Inoltre tutto, l'appartenenza di Amos al mondo della pastorizia, ha, in un certo senso anche un valore spirituale. La pastorizia al tempo di Amos ha si un peso economico, ma rappresenta già, in seno a una popolazione nomade diventata stanziale, il ricordo del passato lontano. Le grandi figure della storia di Israele sono pastori: i patriarchi, Mosè, Davide. Da condizione economica principale la pastorizia si avvia a diventare simbolo di un tempo lontano; il tempo glorioso in cui Israele viveva la grande stagione della sua fede nel deserto. Il fatto che Amos sia pastore, significa dunque non ad una appartenenza ad una classe sociale disagiata, ma la tradizione più autentica della fede: ella non evoca pensieri di ordine economico ma di natura spirituale.

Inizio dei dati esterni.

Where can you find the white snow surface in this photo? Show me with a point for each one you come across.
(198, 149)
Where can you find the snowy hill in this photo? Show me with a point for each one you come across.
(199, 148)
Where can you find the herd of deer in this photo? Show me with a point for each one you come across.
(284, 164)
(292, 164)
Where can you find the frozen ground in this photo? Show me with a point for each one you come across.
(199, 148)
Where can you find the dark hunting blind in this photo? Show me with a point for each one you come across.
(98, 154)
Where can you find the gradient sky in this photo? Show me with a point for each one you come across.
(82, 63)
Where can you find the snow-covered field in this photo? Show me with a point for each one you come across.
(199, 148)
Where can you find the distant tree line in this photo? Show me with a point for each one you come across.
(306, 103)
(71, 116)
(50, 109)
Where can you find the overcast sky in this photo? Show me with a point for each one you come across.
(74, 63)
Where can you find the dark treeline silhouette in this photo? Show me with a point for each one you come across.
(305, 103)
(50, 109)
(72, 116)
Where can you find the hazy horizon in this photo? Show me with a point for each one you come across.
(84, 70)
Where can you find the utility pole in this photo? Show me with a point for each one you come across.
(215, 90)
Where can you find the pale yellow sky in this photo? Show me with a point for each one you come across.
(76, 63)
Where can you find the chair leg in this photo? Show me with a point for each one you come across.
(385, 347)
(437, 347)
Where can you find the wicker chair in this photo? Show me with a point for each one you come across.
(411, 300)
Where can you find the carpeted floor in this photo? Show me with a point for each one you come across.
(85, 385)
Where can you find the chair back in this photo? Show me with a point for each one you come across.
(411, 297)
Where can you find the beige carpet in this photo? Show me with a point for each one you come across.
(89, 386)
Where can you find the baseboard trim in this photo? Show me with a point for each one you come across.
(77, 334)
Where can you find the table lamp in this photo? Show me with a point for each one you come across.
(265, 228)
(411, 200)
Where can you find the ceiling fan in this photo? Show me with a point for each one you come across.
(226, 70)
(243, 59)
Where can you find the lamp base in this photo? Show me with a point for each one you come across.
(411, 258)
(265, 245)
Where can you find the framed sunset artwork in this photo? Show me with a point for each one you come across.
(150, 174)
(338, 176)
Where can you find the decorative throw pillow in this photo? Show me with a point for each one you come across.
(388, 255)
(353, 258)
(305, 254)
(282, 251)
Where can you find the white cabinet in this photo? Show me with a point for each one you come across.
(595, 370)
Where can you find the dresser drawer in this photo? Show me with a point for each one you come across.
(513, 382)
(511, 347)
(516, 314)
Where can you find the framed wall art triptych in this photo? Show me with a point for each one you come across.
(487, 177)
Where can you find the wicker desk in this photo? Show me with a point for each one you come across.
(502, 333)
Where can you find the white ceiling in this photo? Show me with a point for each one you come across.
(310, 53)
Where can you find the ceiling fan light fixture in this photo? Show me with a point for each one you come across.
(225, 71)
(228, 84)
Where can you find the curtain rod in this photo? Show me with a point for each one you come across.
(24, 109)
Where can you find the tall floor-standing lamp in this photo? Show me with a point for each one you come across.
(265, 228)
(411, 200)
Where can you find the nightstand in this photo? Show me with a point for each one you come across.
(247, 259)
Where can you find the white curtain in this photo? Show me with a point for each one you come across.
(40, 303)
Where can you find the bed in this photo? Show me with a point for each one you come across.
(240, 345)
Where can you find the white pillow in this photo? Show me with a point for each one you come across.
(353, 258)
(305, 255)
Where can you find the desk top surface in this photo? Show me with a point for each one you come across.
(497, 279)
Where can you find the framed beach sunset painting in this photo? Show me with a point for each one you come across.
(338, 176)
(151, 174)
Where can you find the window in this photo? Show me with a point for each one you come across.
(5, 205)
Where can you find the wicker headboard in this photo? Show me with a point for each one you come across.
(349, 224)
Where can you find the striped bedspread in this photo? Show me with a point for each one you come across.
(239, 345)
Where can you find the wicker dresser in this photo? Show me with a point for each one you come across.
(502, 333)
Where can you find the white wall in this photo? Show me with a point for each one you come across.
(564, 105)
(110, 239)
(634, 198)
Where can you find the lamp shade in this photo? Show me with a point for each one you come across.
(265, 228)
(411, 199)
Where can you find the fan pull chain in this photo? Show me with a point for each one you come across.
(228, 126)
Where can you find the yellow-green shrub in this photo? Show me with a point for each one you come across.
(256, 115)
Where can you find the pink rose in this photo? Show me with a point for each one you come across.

Amos non appartiene dunque a nessuna corporazione o ordinazione di profeti, né, tanto meno è nell'elenco dei profeti di corte. E' la vocazione di Dio che l'ho a portato ad essere profeta al di fuori (come spesso avviene anche oggi) dei quadri stabiliti e tradizionali.

Il suo nome è unico nell'antico Testamento e deriva dalla radice che corrisponde al verbo “sollevare””, “portare”. Egli è dunque, colui che porta il messaggio di Dio, o, se si accetta il prevalere della forma passiva, colui che è portato dalla Parola di Dio.